The sheriff wanted to go to the police station first. That was the only building in Centrus that he really knew, and if there had been any premonition of disaster at the official level, we might find evidence there. We had no objection.

I wanted most to go to the communications center, where there was a line to Earth, but that could wait.

The station is half the Law Building, a four-story mirror monolith. The east half comprises the courts; the west, the cops. We went around to the west door and walked in.

Inside, it was pretty dark, and we paused for a minute to let our eyes become accustomed to it. The window wall was at minimum polarization, but it still let in only a thin grey fraction of the morning light.

The security gate stayed open in spite of the sheriff’s pistol and our potentially lethal screwdrivers. We walked up to the front desk and I turned the log around and flashed it with my penlight.

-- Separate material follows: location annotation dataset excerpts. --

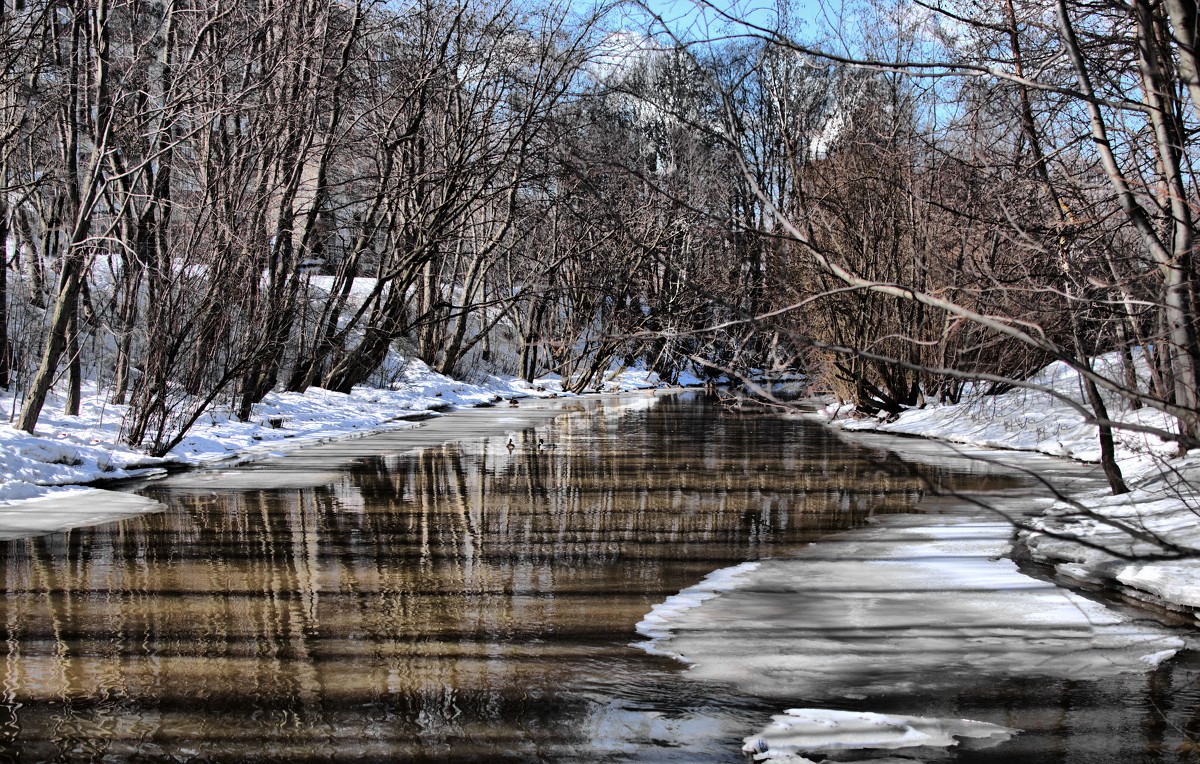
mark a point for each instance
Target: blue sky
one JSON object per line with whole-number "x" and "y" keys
{"x": 761, "y": 12}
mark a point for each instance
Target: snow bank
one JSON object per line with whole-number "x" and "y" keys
{"x": 1145, "y": 543}
{"x": 67, "y": 451}
{"x": 1029, "y": 420}
{"x": 823, "y": 731}
{"x": 917, "y": 605}
{"x": 657, "y": 624}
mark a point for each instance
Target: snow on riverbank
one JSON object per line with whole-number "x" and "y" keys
{"x": 69, "y": 451}
{"x": 916, "y": 607}
{"x": 821, "y": 731}
{"x": 1145, "y": 543}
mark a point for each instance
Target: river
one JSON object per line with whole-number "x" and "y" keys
{"x": 397, "y": 597}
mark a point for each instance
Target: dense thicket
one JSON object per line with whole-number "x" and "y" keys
{"x": 207, "y": 202}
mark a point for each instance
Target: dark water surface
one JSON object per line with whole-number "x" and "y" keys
{"x": 365, "y": 601}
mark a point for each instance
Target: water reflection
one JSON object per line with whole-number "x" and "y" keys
{"x": 459, "y": 602}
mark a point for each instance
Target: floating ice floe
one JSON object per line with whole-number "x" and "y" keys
{"x": 916, "y": 605}
{"x": 799, "y": 732}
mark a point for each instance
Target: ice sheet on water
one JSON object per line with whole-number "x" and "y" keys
{"x": 71, "y": 509}
{"x": 799, "y": 732}
{"x": 910, "y": 606}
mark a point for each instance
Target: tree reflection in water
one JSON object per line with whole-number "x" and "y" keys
{"x": 456, "y": 602}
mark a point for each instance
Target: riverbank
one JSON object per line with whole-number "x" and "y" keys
{"x": 1144, "y": 545}
{"x": 892, "y": 633}
{"x": 48, "y": 477}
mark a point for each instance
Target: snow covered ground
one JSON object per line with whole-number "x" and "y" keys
{"x": 42, "y": 474}
{"x": 1145, "y": 543}
{"x": 934, "y": 603}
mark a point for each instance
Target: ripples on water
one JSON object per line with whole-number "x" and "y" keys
{"x": 456, "y": 603}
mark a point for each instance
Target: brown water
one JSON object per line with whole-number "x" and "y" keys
{"x": 460, "y": 602}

“Twelve twenty-five, it says. Parking violation.” Civilian clothes and shoes in front of the desk, a sergeant’s uniform behind. He was probably arguing about the ticket at 12:28. The sergeant wanting him to disappear so he could go to lunch. Well, he got half his wish.

The sheriff led us across to the other side of the large room, past dozens of office cubicles, some plain grey or green boxes, others decorated with pictures and holos. In one, an exuberant spray of artificial flowers caught the beginning of the day’s light.

We went to the briefing room, where all the officers would gather in the morning, to review the day’s plans. If the board said “12:28–DUMP CLOTHES AND GET ON BUS,” at least part of the mystery would be cleared up.

The briefing room was about sixty folding chairs that had started out in orderly lines, facing a wipe-board on which the writing was still clear. It was mostly code, which the sheriff identified as case numbers and squads. The message “Birthdays today: Lockney and Newsome” probably had no hidden significance.

We went off in search of cartridges for the pistol, but in most of the little carrels there were either no weapons or more modern ones, worthless without power. Finally we found a supply room with a half-open divided door–I asked whether they still called them Dutch doors; and the sheriff said no, range doors, for whatever reason. (I’ve always had trouble with the language because there are so many words identical to English ones, but unrelated except for sound.)

They had more ammunition there than you could cart away with a wheelbarrow. Charlie and I each took a heavy box, though I wondered what in the world he planned to shoot with it.

He took four boxes, and as we carried them back to the ambulance, provided an oblique answer. “You know,” he said, “this looks like the result of some ideal weapon. Kills all the people and leaves all the things untouched.”

“They had one like that back in the twentieth,” I said. “The neutron bomb.”

“It made their bodies disappear?”

“No, you had to take care of that part yourself. Actually, I guess it would preserve bodies for a while, by irradiating them. It was never used.”

“Really? You’d think every police department would have one.”

Charlie laughed. “It would simplify things. They were designed to kill whole cities.”

“Whole cities of humans?” He shook his head. “And you think we’re strange.”

We were back outside in time for Marygay’s pass. She said they were going to de-orbit and come in on the next pass, so we wanted some real mass between us and the spaceport.

They’d decided not to wait for the others. Too much weird was going on. Antimatter evaporating was no more or less odd than what we’d been seeing, and we did know it could happen, and strand them up there.

——————————————————————————–

Chapter twenty-two

I was sure the landing would have an unearthly beauty; I’ve seen matter/antimatter drives from a safe distance, or somewhat safe. Brighter than the sun, an eerie brilliant purple.

We weren’t sure how little shielding would be safe, so at the appointed time we cautiously made our way down into the Law Building’s second basement.